Reference no: EM1331387
YEAR Y P T I H
1986 1200 15 1800 2900 50
1987 1190 15 1790 3100 50
1988 1195 15 1780 3200 60
1989 1110 25 1778 3250 60
1990 1105 25 1750 3275 60
1991 1115 25 1740 3290 70
1992 1130 25 1725 4100 75
1993 1095 30 1752 4300 75
1994 1090 30 1720 4400 75
1995 1087 30 1705 4600 80
1996 1080 30 1710 4815 80
1997 1020 40 1700 5285 80
1998 1010 40 1695 5665 85
1999 1010 40 1695 5800 100
2000 1005 40 1690 5900 105
2001 995 40 1630 5915 105
2002 930 75 1640 6325 105
2003 915 75 1635 6500 110
2004 920 75 1630 6612 125
2005 940 75 1620 6883 130
2006 950 75 1615 7005 150
2007 910 100 1605 7234 155
2008 930 100 1590 7500 165
2009 933 100 1595 7600 175
2010 940 100 1590 7800 175
2011 948 100 1600 8000 190
2012 955 100 1610 8100 200
In early 2003, the Glasure Transportation Authority, a public agency responsible for serving the commter rail transportation needs of a large city, was faced with rising operating deficits on its system. Also, because of a fiscal austerity program at both the federal and state levels, the hope of receiving additional subsidy was slim.

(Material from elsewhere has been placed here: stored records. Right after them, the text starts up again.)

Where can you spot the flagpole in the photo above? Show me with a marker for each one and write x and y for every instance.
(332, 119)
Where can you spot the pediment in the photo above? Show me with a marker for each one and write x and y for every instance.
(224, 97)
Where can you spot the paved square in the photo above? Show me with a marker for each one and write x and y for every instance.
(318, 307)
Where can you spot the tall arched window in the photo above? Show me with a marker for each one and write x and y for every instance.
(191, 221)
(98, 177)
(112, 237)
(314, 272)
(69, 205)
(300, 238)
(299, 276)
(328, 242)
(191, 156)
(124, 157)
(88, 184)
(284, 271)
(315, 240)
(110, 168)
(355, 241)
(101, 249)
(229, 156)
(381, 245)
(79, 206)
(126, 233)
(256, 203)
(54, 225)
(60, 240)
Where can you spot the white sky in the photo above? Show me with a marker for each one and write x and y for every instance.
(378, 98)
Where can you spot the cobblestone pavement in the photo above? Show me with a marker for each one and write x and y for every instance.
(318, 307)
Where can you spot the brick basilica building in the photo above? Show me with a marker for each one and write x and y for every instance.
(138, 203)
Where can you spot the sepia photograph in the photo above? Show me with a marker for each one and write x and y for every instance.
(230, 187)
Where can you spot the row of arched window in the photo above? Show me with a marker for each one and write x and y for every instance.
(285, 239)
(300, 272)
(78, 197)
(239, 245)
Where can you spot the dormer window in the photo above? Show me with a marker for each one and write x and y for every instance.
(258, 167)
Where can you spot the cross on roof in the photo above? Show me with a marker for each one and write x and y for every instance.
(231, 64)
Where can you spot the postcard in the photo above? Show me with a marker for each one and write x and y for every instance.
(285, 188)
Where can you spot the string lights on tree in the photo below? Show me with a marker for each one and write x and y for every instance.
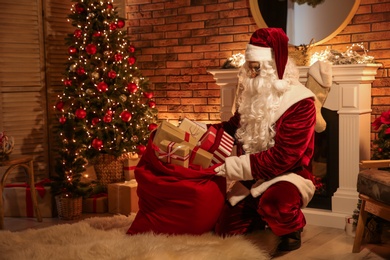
(106, 106)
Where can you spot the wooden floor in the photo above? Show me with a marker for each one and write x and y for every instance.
(317, 242)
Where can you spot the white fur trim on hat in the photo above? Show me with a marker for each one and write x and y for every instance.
(255, 53)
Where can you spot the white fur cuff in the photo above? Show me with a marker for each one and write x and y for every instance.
(238, 168)
(237, 193)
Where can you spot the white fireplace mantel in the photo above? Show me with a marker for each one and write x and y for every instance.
(350, 96)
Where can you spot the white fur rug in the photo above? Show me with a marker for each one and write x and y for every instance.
(101, 238)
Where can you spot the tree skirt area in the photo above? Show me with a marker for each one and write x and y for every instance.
(101, 238)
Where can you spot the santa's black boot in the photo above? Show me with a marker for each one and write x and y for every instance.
(291, 241)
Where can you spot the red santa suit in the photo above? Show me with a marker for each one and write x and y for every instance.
(272, 185)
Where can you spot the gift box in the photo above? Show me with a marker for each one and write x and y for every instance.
(195, 129)
(170, 132)
(18, 201)
(122, 197)
(200, 157)
(129, 165)
(89, 175)
(175, 153)
(97, 203)
(222, 147)
(208, 139)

The board of directors of GTA suggested that because it has been over five years since the last basic fare increase, a fare increase from the current level of $1 to a new level of $1.50 should be considered. Accordingly, the board ordered the manager to conduct a study of the likely impact of this propsed fair hike.

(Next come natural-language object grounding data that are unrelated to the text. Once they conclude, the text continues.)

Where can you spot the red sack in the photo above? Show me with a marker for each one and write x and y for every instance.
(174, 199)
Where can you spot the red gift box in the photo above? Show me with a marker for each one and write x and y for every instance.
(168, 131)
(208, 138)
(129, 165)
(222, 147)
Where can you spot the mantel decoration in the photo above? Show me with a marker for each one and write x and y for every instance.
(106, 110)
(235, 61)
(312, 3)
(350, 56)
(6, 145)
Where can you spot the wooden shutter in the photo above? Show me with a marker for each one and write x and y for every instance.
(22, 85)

You, the system manager, have collected data on important variables thought to have a significant impact on the demand for riders on the Glasure Transportation Authority (UTA). These data have been collected over the past 24 years and include the following variables:
1. Price per ride (in cents)-This variable is designated P. Price is expected to have a negative impact on the demand for riders on the system.
2. Population in 1,000s in the metropolitan area serviced by GTA -- It is expected that this variable has a positive impact on the demand for rides on the system. This variable is designated T.
3. Disposable per capita income-- This variable was initially thought to have a positive impact on the demand for rides on GTA. This variable is designated I.
4. Parking rate per hour in the downtown area (in cents) -- This variable is expected to have a positive impact on the demand for riders on GTA. It is designated H.
5. Weekly riders in 1,000s. It is designated Y.You have decided to perform a multiple regression on the data to determine the impact of the rate increase. Based on the demand analysis you learned in chapter 5, determine first the dependent variable for the estimating demand equation.
Questions:1. Estimate the coefficients of the demand model for the data given above.
2. Provide an economic interpretation for each of the coefficients in the estimated demand equation you have compuated.
3. What is the value of the coefficient of determination? How would you interpret this results?
4. Calculate the price elasticity using 2012 data. Explain the coefficient of the price elasticity you just computed.
5. Calculate the income elasticity using 2012 data. Explain the coefficient of the income elasticity you
6. If the fare is increased to $1.50, what is the expected impact on weekly revenues to the transit system if all other variables remain at their 2012 levels?